Language clustering of the musicXmatch dictionary in the Million Song Dataset

Primary LanguageJupyter NotebookMIT LicenseMIT

Language clustering of the MSD musicXmatch dictionary

musiXmatch contributed the lyrics of 237,662 tracks to the Million Song Dataset. These lyrics are restricted to the top 5,000 words across the set, which contains several languages. The dataset doesn't tell in which language each song is written, nor to which language(s) each word might belong. We do not know how many languages there are in the dataset, nor their proportions in the dictionary. Nevertheless, it may be useful to group words and/or songs per language.

This project uses hierarchical clustering to group words by language, based on word co-occurences in the dataset. The rationale for using hierarchical clustering over other clustering methods is that a) we do no know how many clusters/languages there might be in the dataset and b) we can expect clusters/languages to have very different word counts. Hierarchical clustering places every word on a same footing and allows for the detection of clusters of vastly varying sizes.


The clustered dictionary of the musicXmatch dataset can be found in file mxm_clustered_dictionary.txt. A Jupyter notebook explains how the clusters were chosen.

Note that this dictionary is skewed towards the most represented languages in the dataset, e.g. the word "in" is classified as English despite belonging to many other languages.
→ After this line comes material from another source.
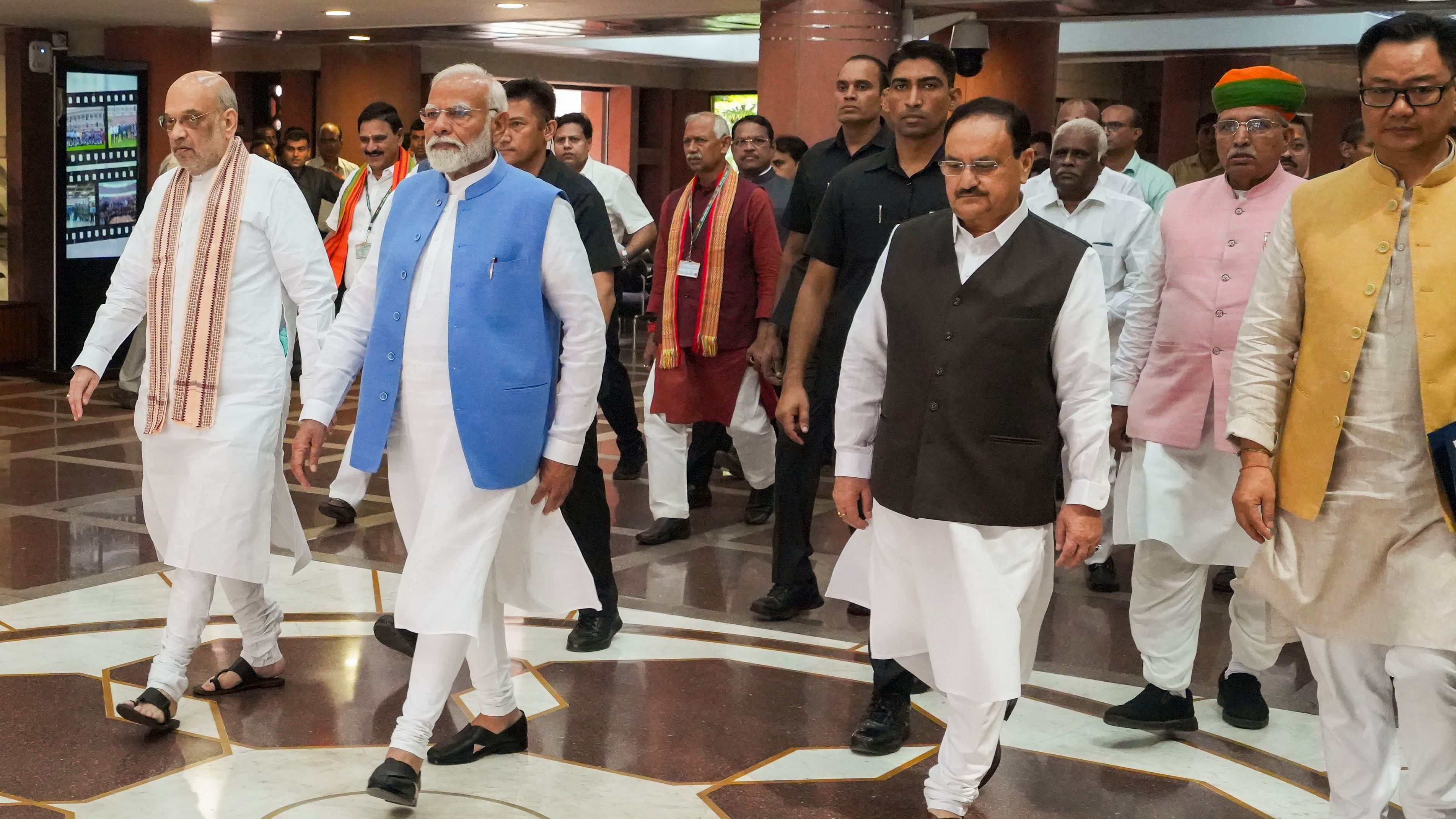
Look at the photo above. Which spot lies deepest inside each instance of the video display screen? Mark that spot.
(103, 163)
The analysis is based on the musiXmatch dataset, the official lyrics collection for the Million Song Dataset, available at: http://labrosa.ee.columbia.edu/millionsong/musixmatch


The analysis is written in Clojure.

  • The code requires the musiXmatch dataset to have been loaded into an H2 SQL database.

  • A matrix of word co-occurences is then assembled, with element (i,j) the number of tracks in which words (i) and (j) appear together (standardised by the total number of tracks in which word (i) appears). Each word is hence represented in the matrix by the vector of its "co-words" in the dataset. The rationale behind this is that if two words have the same set of co-words, then these two words are likely to belong to the same language.

  • A hierarchical linkage of the words is performed in Matlab using cosine distance and unweighted average to compute the distance between clusters. The resulting dendrogram was sliced at different levels to produce clusterings with between two and thirty clusters.

  • To help decide how many clusters to consider, each cluster is submitted to the language-detection Java library. For each cluster, the detection is performed over a thousand random phrases of fifty words. Each cluster is allocated the language that seemed the most likely.

  • Each cluster is also attributed a measurement of "compactness", calculated as the cosine of the angle between the cluster and the set of words engendered by the cluster. The higher this cosine, the least the cluster correlates with other words in the dataset.

  • Finally, the database is queried again in order to produce a sample list of artists for every cluster (naively: top x artists that use the top y words in the cluster)

The output of this computation is an edn file. A Jupyter notebook is then used to view the output and assess the optimal number of clusters.


The analysis requires:

  • Leiningen, the build automation tool for Clojure.

  • The H2 database of MSD lyrics, whose path needs to be edited in clustering.clj.

  • Matlab, the numerical computing environment by Mathworks. The Matlab Java engine API should be added to the local Leiningen repository with the lein-localrepo plugin.

  • Jupyter notebook, together with the BeakerX collection of Jupyter kernels.


To run the computation with Leiningen:

  • Edit the dependency to Matlab in project.clj to match the version of the Matlab engine registered in your local Leiningen repo.

  • Edit the path to the database in clustering.clj.

  • Then type lein run to run the analysis with the parameters stored in resources/clustering/default.edn. See the code of clustering.clj for the meaning of parameters.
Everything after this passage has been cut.